Swedish football club

Hyssna IF is a Swedish football club located in Hyssna.

==Background==
Hyssna IF currently plays in Division 4 Västergötland Södra which is the sixth tier of Swedish football. They play their home matches at the Ekäng in Hyssna.
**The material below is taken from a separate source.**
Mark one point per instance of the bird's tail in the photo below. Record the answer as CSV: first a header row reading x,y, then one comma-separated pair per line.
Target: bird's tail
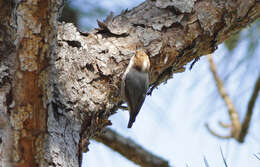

The club is affiliated to Västergötlands Fotbollförbund.

==Season to season==

| Season | Level | Division | Section | Position | Movements |
|---|---|---|---|---|---|
| 2006* | Tier 7 | Division 5 | Västergötland Södra | 4th |  |
| 2007 | Tier 7 | Division 5 | Västergötland Södra | 2nd | Promotion Playoffs |
| 2008 | Tier 7 | Division 5 | Västergötland Sydvästra | 5th |  |
| 2009 | Tier 7 | Division 5 | Västergötland Södra | 3rd |  |
| 2010 | Tier 7 | Division 5 | Västergötland Södra | 2nd | Promotion Playoffs – Promoted |
| 2011 | Tier 6 | Division 4 | Västergötland Södra |  |  |

- League restructuring in 2006 resulted in a new division being created at Tier 3 and subsequent divisions dropping a level.